Многие из нас к тому времени уже работали на американцев, и естественно, сейчас наши покровители заинтересованы в том, чтобы закрыть глаза на прошлое членов нашей Организации. Но что ждет нас в будущем? У политиков есть привычка менять свой образ действий. Пока мы союзники в нашей борьбе против коммунизма, но останемся ли мы ими через пять или десять лет?
Тогда Альберс придумал новое решение. Он сфабриковал документы, отражавшие послужной список наших самых высших чинов, но уже с указанием их новых, вымышленных имен. Себе он тоже состряпал такие документы. В прошлом, судя по этим бумагам, мы имели небольшие чины в СС и Абвере, и нас невозможно было признать опасными преступниками. Так, Альфред Нольде якобы служил сержантом в отделе кадров СС. В моей папке содержатся все необходимые документы, даже отпечатки моих зубов. Во время войны я был мелкой сошкой, меня и обвинить-то не в чем. Конечно, я был нацистом, но отнюдь не военным преступником. А то, что я случайно оказался похожим на человека, которого звали Небе, еще ни о чем не говорит.
Режим в Центре очень строгий, абсолютно невозможно вынести оттуда папку. Однако не составляет особого труда принести ее туда. Тебя обыскивают только при выходе из Центра, но не при входе. В этом и заключалась работа Линдена. Раз в месяц Беккер привозил в Берлин папки с документами, изготовленными Альберсом. А Линден проносил их в архив. Все шло прекрасно до тех пор, пока мы не обнаружили, что у Беккера есть русские друзья.
– А почему фальшивки изготовлялись здесь, а не в Берлине? – поинтересовался я. – Тогда бы вам не понадобился курьер.
– Потому что Альберс отказался жить в окрестностях Берлина. Ему нравилась Вена, и нравилась по одной простой причине: Австрия – это начало пути, по которому крысы бегут с корабля, потому что легко пересечь границу и очутиться в Италии, а затем добраться до Ближнего Востока и Южной Америки. Многие из нас отправились на юг, словно птицы на зимовку. Хе-хе.
– Ну и что же произошло?
– Линдена обуяла жадность, вот что произошло.
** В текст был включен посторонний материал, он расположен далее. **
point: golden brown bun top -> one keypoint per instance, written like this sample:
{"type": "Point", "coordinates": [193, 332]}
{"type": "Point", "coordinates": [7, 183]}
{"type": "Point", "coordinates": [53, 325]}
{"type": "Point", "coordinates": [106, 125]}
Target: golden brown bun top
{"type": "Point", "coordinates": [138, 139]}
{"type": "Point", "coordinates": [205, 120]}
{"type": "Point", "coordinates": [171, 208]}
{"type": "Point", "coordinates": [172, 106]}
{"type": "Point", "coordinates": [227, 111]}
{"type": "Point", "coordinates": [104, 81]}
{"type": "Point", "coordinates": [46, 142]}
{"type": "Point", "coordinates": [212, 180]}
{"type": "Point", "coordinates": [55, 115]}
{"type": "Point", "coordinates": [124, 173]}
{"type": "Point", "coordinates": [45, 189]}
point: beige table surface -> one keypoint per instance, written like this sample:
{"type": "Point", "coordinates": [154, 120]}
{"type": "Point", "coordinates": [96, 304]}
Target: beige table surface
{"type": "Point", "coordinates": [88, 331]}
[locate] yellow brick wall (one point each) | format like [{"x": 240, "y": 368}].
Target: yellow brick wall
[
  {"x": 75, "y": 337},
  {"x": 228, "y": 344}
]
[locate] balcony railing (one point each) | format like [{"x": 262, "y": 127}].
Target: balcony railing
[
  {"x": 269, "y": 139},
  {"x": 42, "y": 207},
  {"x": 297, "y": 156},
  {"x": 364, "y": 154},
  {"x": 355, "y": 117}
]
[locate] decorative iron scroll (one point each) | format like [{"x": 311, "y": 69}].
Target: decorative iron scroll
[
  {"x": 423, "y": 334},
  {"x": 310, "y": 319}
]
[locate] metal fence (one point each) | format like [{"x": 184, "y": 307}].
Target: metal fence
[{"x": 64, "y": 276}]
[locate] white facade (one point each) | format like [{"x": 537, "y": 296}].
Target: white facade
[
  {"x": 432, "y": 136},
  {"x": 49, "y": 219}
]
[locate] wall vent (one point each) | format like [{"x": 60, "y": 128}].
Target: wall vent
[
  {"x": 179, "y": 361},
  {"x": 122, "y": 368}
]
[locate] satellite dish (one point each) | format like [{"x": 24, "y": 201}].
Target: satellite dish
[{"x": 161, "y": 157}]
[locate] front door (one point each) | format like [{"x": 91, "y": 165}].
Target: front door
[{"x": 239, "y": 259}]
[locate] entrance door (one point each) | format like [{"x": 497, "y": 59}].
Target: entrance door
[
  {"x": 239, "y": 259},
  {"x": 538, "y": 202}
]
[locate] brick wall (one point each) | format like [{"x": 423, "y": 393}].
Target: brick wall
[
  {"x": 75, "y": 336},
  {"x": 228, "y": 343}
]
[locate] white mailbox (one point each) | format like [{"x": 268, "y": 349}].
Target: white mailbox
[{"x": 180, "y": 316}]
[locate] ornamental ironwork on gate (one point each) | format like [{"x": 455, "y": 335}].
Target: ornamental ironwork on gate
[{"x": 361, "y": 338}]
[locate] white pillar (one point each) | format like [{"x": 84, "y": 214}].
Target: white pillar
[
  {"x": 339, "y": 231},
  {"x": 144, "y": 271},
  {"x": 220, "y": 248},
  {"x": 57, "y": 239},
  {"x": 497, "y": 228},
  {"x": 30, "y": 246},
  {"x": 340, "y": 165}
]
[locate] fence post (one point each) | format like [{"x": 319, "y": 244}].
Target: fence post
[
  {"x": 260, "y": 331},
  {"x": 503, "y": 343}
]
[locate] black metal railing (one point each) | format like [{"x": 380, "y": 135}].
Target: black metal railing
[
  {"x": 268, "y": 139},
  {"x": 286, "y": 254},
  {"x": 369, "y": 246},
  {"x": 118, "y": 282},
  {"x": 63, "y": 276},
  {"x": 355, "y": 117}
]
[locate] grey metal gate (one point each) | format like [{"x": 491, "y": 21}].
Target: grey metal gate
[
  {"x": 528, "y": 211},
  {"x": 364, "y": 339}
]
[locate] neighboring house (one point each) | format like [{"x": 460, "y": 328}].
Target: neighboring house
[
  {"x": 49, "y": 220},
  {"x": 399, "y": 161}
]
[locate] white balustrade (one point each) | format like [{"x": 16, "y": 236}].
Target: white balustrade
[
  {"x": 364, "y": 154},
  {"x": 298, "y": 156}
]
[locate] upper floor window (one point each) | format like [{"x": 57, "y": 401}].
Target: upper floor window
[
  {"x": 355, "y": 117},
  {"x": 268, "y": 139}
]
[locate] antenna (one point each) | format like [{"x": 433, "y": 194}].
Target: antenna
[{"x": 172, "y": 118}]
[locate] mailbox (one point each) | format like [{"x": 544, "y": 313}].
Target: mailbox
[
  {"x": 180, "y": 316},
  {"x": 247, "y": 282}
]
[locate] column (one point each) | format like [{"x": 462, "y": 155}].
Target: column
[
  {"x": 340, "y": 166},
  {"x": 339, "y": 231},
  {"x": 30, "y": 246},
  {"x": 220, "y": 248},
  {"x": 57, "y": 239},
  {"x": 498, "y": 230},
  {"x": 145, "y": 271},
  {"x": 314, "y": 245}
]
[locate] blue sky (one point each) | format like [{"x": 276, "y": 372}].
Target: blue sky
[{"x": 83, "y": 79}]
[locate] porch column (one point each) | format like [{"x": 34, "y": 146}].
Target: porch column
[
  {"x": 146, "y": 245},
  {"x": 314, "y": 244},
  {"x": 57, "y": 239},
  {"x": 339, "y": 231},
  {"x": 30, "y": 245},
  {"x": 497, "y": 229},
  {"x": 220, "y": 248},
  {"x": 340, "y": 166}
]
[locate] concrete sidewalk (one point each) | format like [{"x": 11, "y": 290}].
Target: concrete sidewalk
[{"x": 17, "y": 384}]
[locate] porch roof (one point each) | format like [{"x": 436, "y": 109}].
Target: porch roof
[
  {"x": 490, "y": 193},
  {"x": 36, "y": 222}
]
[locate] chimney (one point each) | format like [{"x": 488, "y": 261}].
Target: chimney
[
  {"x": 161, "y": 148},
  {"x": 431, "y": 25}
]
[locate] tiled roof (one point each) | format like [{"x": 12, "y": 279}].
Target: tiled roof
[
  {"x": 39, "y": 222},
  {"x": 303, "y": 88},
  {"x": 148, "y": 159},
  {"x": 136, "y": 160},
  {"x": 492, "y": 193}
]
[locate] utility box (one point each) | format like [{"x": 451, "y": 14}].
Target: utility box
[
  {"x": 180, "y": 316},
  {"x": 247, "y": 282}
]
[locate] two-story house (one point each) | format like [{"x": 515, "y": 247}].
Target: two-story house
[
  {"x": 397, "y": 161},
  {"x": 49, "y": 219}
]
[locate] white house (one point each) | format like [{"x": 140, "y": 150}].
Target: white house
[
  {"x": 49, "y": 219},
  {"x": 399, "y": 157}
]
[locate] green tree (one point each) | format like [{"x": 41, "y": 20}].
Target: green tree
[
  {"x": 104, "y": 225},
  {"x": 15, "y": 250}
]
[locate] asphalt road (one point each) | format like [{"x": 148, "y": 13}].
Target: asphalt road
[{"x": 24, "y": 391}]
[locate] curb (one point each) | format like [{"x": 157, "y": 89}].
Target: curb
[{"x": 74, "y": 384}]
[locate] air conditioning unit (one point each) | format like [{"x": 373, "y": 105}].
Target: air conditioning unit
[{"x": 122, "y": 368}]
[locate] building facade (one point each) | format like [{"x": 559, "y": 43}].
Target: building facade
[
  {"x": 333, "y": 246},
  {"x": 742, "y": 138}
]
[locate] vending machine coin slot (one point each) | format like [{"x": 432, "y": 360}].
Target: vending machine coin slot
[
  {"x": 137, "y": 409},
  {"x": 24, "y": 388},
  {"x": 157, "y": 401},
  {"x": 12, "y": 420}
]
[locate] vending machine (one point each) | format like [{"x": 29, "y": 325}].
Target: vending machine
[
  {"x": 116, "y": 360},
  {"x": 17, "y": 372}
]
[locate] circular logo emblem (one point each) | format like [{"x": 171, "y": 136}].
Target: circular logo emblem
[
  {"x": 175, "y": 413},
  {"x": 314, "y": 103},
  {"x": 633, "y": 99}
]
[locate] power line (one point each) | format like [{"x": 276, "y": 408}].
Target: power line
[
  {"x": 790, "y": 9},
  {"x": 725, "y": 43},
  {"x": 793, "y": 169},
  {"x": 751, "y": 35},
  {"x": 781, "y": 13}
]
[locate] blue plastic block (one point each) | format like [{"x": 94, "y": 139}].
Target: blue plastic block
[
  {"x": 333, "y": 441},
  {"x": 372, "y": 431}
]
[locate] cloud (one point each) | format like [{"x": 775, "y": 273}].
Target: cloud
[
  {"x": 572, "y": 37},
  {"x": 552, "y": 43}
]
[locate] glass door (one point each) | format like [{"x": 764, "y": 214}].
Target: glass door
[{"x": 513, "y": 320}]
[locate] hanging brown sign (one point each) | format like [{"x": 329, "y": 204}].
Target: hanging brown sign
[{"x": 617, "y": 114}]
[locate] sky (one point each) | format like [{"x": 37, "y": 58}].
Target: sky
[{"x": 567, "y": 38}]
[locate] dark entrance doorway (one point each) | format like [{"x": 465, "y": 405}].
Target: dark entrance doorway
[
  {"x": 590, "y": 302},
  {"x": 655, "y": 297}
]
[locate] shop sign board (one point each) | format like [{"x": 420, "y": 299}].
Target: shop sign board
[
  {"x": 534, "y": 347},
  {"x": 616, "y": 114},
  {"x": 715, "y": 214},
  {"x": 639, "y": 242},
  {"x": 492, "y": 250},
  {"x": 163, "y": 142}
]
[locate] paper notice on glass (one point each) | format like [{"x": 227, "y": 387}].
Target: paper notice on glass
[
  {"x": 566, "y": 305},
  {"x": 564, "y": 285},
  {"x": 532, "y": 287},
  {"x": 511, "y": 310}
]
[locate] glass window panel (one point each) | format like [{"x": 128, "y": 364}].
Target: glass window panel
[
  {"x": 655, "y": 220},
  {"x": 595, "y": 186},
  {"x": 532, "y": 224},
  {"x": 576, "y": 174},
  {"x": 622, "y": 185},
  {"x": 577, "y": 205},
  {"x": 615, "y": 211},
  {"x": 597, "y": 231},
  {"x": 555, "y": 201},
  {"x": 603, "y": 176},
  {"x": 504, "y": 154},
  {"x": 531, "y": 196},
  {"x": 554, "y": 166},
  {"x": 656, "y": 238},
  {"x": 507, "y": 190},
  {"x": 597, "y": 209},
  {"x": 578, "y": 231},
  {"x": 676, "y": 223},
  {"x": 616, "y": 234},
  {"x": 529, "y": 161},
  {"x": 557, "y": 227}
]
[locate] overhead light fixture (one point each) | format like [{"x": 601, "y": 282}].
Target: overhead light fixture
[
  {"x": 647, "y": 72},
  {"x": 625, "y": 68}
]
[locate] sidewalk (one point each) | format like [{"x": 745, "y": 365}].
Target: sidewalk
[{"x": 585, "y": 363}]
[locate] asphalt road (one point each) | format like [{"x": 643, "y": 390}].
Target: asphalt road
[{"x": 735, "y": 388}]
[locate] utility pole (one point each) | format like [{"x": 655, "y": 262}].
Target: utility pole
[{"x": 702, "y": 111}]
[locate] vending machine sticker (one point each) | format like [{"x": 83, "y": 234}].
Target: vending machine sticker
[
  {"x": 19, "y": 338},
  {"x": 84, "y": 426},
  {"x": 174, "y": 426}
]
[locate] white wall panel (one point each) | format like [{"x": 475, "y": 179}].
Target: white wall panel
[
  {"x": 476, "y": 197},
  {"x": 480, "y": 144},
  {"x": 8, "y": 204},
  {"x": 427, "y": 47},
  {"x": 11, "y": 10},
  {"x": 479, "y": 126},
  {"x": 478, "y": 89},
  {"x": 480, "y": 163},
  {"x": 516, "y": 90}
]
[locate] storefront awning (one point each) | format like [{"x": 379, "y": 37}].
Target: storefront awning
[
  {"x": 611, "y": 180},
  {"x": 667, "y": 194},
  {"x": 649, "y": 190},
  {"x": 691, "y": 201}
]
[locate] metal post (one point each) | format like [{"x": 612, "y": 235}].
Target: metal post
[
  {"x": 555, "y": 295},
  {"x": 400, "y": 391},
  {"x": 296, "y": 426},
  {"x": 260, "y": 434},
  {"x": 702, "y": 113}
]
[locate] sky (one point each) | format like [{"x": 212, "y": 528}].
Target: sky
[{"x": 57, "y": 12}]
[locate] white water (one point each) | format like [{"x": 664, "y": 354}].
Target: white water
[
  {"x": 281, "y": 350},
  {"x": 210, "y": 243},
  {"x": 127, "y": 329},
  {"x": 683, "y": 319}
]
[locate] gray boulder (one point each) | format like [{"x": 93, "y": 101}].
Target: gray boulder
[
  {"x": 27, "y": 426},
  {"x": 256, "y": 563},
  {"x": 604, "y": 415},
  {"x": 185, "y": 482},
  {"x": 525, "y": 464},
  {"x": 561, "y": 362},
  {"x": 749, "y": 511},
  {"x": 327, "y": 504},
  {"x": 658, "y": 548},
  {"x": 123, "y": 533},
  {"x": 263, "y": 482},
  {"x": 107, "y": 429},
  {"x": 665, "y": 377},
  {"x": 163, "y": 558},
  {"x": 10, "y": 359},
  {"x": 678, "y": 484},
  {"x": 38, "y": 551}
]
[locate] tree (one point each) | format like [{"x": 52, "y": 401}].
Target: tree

Он знал: документы, которые мы ему передавали, поддельные, но не понимал, как можно подделать такое количество документов. Сначала, я думаю, им двигало обыкновенное любопытство. Он стал фотографировать материалы, а затем обратился к двум еврейским адвокатам, охотившимся за нацистами, чтобы они помогли установить происхождение этих новых папок с документами и выяснить, кем были прежде эти люди.